The study, published in The Lancet Diabetes & Endocrinology, was led by a team including Vallabh “Raj” Shah, professor emeritus in the Departments of Internal Medicine and Biochemistry & Molecular Biology at The University of New Mexico School of Medicine. Shah noted that the most significant improvements occurred in the first few years of the study and remained durable over time. “The data suggests that those people who didn’t get diabetes initially also didn’t develop it after 22 years,” he said.
The DPP, launched in 1996, aimed to compare the benefits of metformin—then newly approved by the FDA—with a structured lifestyle modification program focusing on exercise, healthy eating, and moderate weight loss. The trial enrolled 3,234 patients with prediabetes across 30 institutions in 22 states.
Results showed that the intensive lifestyle intervention reduced diabetes development by 24%, while metformin achieved a 17% reduction. Early findings during the first three years of the study had already demonstrated that lifestyle changes lowered the onset of Type 2 diabetes by 58% compared with a placebo, whereas metformin reduced it by 31%.

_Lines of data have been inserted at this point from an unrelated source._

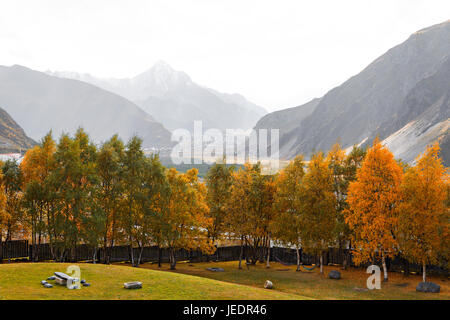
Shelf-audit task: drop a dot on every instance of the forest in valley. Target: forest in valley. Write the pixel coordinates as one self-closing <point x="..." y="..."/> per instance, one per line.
<point x="71" y="192"/>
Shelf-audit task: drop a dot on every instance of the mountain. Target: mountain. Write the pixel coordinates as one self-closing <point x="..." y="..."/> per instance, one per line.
<point x="176" y="101"/>
<point x="402" y="97"/>
<point x="40" y="102"/>
<point x="12" y="136"/>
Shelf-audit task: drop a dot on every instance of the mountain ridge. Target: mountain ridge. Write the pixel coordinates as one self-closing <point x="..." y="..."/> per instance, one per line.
<point x="176" y="101"/>
<point x="40" y="102"/>
<point x="358" y="110"/>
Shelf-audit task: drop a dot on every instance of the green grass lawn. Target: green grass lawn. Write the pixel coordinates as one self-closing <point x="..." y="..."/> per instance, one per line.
<point x="312" y="284"/>
<point x="22" y="281"/>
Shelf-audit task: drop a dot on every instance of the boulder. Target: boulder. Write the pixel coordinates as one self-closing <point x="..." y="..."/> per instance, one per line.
<point x="268" y="284"/>
<point x="132" y="285"/>
<point x="62" y="275"/>
<point x="334" y="274"/>
<point x="60" y="281"/>
<point x="428" y="287"/>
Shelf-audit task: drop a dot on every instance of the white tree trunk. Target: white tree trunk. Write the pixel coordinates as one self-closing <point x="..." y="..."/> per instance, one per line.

Compared with the original placebo group, participants in the lifestyle intervention experienced an additional three-and-a-half years without diabetes, while the metformin group gained two-and-a-half extra years. Shah highlighted, “Within three years, they had to stop the study because lifestyle was better than metformin. That means lifestyle, which everybody is banking on, is more effective—that is the news.”
Following the initial trial, the DPP was extended into the DPP Outcomes Study (DPPOS), allowing researchers to track participants’ health outcomes across decades. This long-term study provided valuable insights into how sustained lifestyle changes can prevent or delay the onset of Type 2 diabetes and improve overall health.
The findings reinforce the power of daily lifestyle choices, such as maintaining moderate weight, exercising regularly, and following a balanced diet. For those with prediabetes, this study emphasizes that consistent, healthy habits can have lifelong benefits, often surpassing what medication alone can achieve.